Hardin aveva 25 anni quando registrò questo esordio. Perché ho accennato prima a toni che di solito adotta chi parla di questa musica? Perché con questo album il nostro andava a far compagnia a Tim Buckley, Fred Neil, Dylan, Van Zandt. Le loro canzoni destano lacrime e pensieri assorti, e tutti salparono dal porto sicuro del folk per attraversare orizzonti che poi si sarebbero rivelati diversi per ognuno. Tim Hardin no.
Ho letto una volta (doveva essere Bertoncelli) che non amava quell'etichetta troppo in fretta appiccicata; si definiva più compiutamente un jazzista, un bluesman o perlomeno un aspirante tale - e questo sarà chiaro solo qualche anno più tardi. E poi, canzoni come Misty Roses, How Can We Hang On to a Dream, Never Too Far e la pluriconosciuta Reason to Believe denotano una sensibilità sbrigativa, vicina eppure diversa da quelle sopra citate. Canzoni scritte di getto, non rifinite: sembrano dei provini, e molto spesso lo sono. Quanto al jazz, While You're on Yor Way, How Long, Part of the Wind sono lì a parlare una lingua soffice, spesso mischiata col blues o con il country e bisbigliata dal vibrafono di Gary Burton.

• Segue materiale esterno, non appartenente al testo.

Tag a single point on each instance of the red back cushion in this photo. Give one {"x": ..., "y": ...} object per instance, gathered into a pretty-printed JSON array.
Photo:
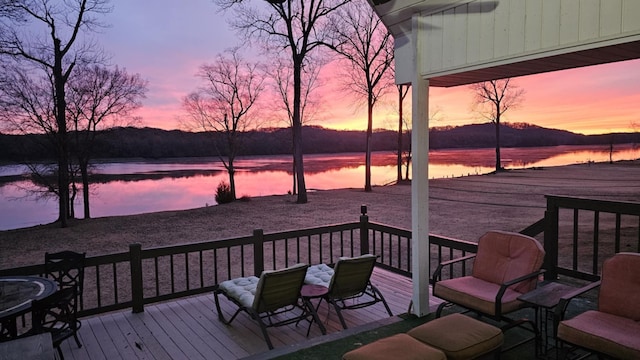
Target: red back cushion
[
  {"x": 504, "y": 256},
  {"x": 620, "y": 288}
]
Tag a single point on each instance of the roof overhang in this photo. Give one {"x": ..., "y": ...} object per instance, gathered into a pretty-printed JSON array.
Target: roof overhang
[{"x": 602, "y": 55}]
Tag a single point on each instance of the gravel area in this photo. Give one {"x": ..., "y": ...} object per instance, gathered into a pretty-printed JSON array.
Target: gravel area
[{"x": 463, "y": 208}]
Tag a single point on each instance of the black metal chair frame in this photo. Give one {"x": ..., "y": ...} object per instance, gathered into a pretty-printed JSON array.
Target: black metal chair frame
[
  {"x": 264, "y": 311},
  {"x": 498, "y": 315},
  {"x": 67, "y": 269},
  {"x": 347, "y": 285},
  {"x": 56, "y": 314}
]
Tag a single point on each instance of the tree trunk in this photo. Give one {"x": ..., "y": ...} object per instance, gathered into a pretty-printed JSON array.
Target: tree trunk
[
  {"x": 498, "y": 162},
  {"x": 297, "y": 131},
  {"x": 399, "y": 177},
  {"x": 61, "y": 122},
  {"x": 232, "y": 178},
  {"x": 85, "y": 189},
  {"x": 367, "y": 181}
]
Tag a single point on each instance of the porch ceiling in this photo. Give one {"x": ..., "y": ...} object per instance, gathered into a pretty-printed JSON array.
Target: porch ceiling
[{"x": 603, "y": 55}]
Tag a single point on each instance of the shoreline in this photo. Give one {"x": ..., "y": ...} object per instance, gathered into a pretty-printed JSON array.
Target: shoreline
[{"x": 462, "y": 208}]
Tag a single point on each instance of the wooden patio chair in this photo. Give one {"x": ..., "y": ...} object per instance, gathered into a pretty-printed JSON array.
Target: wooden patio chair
[
  {"x": 67, "y": 269},
  {"x": 349, "y": 284},
  {"x": 613, "y": 329},
  {"x": 506, "y": 266},
  {"x": 265, "y": 298},
  {"x": 57, "y": 315}
]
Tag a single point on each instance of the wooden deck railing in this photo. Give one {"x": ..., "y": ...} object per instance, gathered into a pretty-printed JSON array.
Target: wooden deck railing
[
  {"x": 578, "y": 229},
  {"x": 141, "y": 276}
]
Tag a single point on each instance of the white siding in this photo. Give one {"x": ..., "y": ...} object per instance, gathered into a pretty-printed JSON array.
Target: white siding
[{"x": 464, "y": 38}]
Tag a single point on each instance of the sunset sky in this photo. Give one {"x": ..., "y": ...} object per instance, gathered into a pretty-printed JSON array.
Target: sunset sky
[{"x": 166, "y": 41}]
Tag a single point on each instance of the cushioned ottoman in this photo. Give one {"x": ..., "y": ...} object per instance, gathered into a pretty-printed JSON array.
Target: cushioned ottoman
[
  {"x": 459, "y": 336},
  {"x": 400, "y": 347}
]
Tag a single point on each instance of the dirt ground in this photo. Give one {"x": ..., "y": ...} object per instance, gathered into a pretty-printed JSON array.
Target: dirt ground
[{"x": 462, "y": 208}]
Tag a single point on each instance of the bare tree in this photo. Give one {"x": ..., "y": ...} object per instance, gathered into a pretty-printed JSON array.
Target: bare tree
[
  {"x": 224, "y": 104},
  {"x": 99, "y": 98},
  {"x": 282, "y": 76},
  {"x": 367, "y": 45},
  {"x": 492, "y": 99},
  {"x": 26, "y": 107},
  {"x": 299, "y": 27},
  {"x": 44, "y": 35}
]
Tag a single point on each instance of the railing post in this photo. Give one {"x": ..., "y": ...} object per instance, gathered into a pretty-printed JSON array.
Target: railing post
[
  {"x": 551, "y": 241},
  {"x": 135, "y": 263},
  {"x": 364, "y": 230},
  {"x": 258, "y": 252}
]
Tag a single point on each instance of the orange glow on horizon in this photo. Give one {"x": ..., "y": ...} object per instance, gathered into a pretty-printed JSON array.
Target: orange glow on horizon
[{"x": 591, "y": 100}]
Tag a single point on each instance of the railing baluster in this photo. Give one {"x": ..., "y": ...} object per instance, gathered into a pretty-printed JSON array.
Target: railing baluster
[
  {"x": 201, "y": 269},
  {"x": 115, "y": 282},
  {"x": 186, "y": 269},
  {"x": 575, "y": 239},
  {"x": 617, "y": 235},
  {"x": 155, "y": 261},
  {"x": 172, "y": 273},
  {"x": 98, "y": 287},
  {"x": 596, "y": 236}
]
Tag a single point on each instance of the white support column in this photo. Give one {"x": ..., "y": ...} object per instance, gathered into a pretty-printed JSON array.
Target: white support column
[{"x": 420, "y": 180}]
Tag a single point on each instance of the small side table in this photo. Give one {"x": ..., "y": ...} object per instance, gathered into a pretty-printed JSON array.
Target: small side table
[
  {"x": 309, "y": 292},
  {"x": 546, "y": 297}
]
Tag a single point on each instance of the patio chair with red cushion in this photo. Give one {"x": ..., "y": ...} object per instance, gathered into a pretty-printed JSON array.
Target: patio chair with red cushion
[
  {"x": 613, "y": 329},
  {"x": 506, "y": 266}
]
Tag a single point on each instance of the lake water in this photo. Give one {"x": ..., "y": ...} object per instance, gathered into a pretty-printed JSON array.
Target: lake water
[{"x": 137, "y": 186}]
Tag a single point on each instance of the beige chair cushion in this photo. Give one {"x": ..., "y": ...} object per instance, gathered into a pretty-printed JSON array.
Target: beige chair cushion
[
  {"x": 400, "y": 347},
  {"x": 504, "y": 256},
  {"x": 477, "y": 294},
  {"x": 459, "y": 336},
  {"x": 609, "y": 334},
  {"x": 620, "y": 287}
]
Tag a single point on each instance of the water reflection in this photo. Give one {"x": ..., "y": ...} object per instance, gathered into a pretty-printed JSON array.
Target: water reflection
[{"x": 146, "y": 186}]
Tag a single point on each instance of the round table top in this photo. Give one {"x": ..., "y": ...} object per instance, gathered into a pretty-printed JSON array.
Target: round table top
[
  {"x": 17, "y": 292},
  {"x": 313, "y": 291}
]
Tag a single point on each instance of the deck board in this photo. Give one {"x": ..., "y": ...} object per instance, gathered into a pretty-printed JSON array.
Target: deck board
[{"x": 189, "y": 328}]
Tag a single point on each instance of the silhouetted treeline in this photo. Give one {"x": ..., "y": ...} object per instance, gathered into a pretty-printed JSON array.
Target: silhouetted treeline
[{"x": 155, "y": 143}]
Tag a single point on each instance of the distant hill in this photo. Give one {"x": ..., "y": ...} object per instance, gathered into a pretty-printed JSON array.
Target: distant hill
[{"x": 132, "y": 142}]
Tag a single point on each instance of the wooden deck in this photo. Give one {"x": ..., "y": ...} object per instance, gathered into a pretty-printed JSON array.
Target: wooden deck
[{"x": 189, "y": 328}]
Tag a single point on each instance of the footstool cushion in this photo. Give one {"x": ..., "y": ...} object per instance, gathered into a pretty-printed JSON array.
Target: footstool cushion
[
  {"x": 459, "y": 336},
  {"x": 400, "y": 346}
]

Nel 1969 Hardin avrà la sua porta per la gloria: tra il folto ensemble di folksingers sul palco di Woodstock c'era anche lui. Avrebbe dovuto aprire il Festival, ma l'ennesima crisi da palco posticipò a notte inoltrata l'esibizione. Di lui restano poche immagini, gironzolare lungo il parco ancora una volta strafatto, biascicando frasi sconnesse. Sempre Bertoncelli scrisse che dopo le ultime note di If I Were A Carpenter cominciò a diluviare sull'immensa campagna: e il cerchio si chiudeva.